Project Encore: Choral Works Awaiting Second Performances
- March 16, 2010
- By Michael Kaulkin
- Choral Music, Past Work
- 0 comments
Last year the New York chorus Schola Cantorum on Hudson initiated their Project Encore initiative, an effort to promote second performances of choral works that have received premiere performances and nothing since. It is a great and much needed idea: a juried central repository complete with instrumentation, text, program notes and even audio excerpts that choral decision makers can resort to for new works to consider.

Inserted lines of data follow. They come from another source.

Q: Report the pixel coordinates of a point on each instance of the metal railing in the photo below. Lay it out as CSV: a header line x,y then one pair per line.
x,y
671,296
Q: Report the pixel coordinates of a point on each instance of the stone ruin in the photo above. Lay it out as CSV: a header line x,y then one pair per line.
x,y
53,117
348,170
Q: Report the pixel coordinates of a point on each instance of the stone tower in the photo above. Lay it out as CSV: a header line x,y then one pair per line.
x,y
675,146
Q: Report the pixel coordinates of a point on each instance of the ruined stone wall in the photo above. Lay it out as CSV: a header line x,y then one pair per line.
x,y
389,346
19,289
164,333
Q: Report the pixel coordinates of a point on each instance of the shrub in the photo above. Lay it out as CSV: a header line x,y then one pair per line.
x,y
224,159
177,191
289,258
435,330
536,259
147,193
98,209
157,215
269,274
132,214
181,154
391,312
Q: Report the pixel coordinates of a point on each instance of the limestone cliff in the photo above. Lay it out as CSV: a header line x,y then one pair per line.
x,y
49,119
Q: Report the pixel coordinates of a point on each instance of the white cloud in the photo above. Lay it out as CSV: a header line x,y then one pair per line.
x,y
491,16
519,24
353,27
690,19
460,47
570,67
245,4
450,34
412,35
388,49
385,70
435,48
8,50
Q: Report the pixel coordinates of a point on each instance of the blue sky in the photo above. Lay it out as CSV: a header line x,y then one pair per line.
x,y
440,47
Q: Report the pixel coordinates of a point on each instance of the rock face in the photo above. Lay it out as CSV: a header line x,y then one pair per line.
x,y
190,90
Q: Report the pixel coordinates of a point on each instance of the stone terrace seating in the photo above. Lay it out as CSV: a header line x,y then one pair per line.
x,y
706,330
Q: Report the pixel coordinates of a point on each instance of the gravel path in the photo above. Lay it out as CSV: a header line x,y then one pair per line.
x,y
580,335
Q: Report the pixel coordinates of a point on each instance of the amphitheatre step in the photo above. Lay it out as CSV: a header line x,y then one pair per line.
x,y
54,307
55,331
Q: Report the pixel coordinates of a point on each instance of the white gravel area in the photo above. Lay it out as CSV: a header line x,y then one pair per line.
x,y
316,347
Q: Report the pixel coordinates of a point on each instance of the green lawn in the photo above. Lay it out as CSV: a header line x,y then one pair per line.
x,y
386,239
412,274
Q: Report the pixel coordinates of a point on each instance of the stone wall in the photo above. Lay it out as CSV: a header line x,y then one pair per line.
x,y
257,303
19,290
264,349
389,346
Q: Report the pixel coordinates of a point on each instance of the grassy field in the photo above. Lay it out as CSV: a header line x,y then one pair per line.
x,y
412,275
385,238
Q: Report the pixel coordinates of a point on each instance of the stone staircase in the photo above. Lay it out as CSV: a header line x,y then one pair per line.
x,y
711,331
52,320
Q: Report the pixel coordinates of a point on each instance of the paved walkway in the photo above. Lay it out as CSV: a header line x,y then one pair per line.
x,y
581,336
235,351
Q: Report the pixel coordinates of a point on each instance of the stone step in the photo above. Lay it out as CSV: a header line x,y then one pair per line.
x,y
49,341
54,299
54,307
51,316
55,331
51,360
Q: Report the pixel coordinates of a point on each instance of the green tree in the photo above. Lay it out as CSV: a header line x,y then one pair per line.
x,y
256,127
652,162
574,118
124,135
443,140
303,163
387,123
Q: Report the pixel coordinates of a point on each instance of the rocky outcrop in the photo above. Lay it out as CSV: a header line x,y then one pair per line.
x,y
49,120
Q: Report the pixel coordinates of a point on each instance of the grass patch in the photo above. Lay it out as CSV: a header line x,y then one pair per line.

Project Encore addresses a very real problem that faces composers, even successful ones, of all genres of music: Performers and organizations can generate a lot of energy and marketing hay by commissioning new works, but there’s little to motivate them to see that these new works have a future. Conductors are hounded from every direction by publishers and composers (guilty!) looking for second performances, but they usually have an idea or a particular need to fill, so where do they go to sort through all that and find what will suit their immediate goals?
There is an article on the Vocal Area Network, a web site serving the New York area choral community, that elaborates on this problem and describes more thoroughly how Project Encore aims to mitigate it. Read the article here.
Disclosure: I’m honored to say that my own Cycle of Friends (1996) for soprano, chorus and chamber orchestra was chosen to be among the works included in the Project Encore database. It was commissioned and premiered in 1996 and still awaits its future.